Maestro Andrew Litton on the Definitive Holiday Score

Peter Ilyitch Tschaikovsky is one of the most beloved composers of all time, including by George Balanchine, who considered the composer's final ballet, The Nutcracker, to be a masterpiece. Tschaikovsky began work on The Nutcracker in February 1891 and kept at it amidst extensive travels, not least of which was a famous 25-day trip to New York during which he took part in the grand opening celebrations of Carnegie Hall. On his way back home, Tschaikovsky passed through Paris, where he was enchanted by his first encounter with a new instrument called the Celesta. From the moment he heard the beautiful bell tones, he knew he had found the sound of his Sugarplum and her Land of Sweets!

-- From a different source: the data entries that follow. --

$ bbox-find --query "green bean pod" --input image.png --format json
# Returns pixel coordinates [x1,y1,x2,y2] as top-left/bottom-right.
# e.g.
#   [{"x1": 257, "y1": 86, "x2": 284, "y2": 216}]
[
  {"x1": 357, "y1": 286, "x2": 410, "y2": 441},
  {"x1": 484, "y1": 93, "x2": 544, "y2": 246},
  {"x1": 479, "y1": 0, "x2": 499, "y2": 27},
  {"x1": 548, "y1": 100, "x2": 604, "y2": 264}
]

The Celesta’s very first musical entrance in the score corresponds with the Sugarplum Fairy’s first entrance onstage in Act II. In our production, the music continues with the Dance of the Sugarplum Fairy, which is entirely a Celesta solo with string accompaniment. So, what is a Celesta? It is basically a bell-piano and looks like a small upright piano. It was invented in 1886 in Paris by Auguste Mustel, whose family specialized in keyboard instruments.

Unity Phelan as the Sugarplum Fairy

Following the enchanting Dance of the Sugarplum Fairy, the seven pieces that make up the grand divertissement part of the Second Act are wonderful examples of Tschaikovsky’s flair for color and instrumentation. Chocolate is a dance with rhythmic drive, lush harmonies, and castanets. Coffee includes a slow, undulating, recurring rhythm in the violas and cellos accompanied by the gentle sound of a tambourine. Tea features bouncing bassoons and a virtuosic solo flute, while Candy Canes is inspired by a boisterous Russian and Ukrainian folk dance called a Trepak, and Marzipan presents a charming trio of flutes. Mother Ginger is an orchestral tour-de-force that perfectly captures the larger-than-life character of the Mother herself.

Every Tschaikovsky ballet has several hit waltzes, and Nutcracker offers up three, with my favorite and greatest of them all being the the final piece of this section in the ballet: the beloved Waltz of the Flowers. It may be my favorite waltz of all time, and I say that meaning no disrespect to Johann Strauss and family! It’s the perfect length, has gorgeous melodies, and has a heart-breaking middle section that only Tschaikovsky could pull off in what is otherwise a very light-hearted setting.

Mira Nadon as Dewdrop with her Flowers

The Second Act ends with the pas de deux danced by the Sugarplum Fairy and Her Cavalier, which has some of the most passionate and romantic music that Tschaikovsky ever wrote. It’s almost as if we can hear the composer thinking, "Enough kid-stuff. Here are the adults!" The irony is that the beautiful melody of this movement in the score is nothing more than a G major scale. Only a genius like Tschaikovsky could turn something as prosaic as a scale into something so beautiful. In fact, he does it twice, even in E minor. Legend has it that a friend wagered with Tschaikovsky that he couldn’t write a melody using just a scale. Tschaikovsky allegedly asked whether it mattered if the scale went up or down and was told it did not. Tschaikovsky was not only up to the challenge but created a melody fit to crown an unforgettable masterpiece that charms audiences of all ages, year after year. "The Nutcracker at our theater is for children young and old," wrote Balanchine. "That is, for children and for adults who are children at heart. Because, if an adult is a good person, in his heart he is a still a child."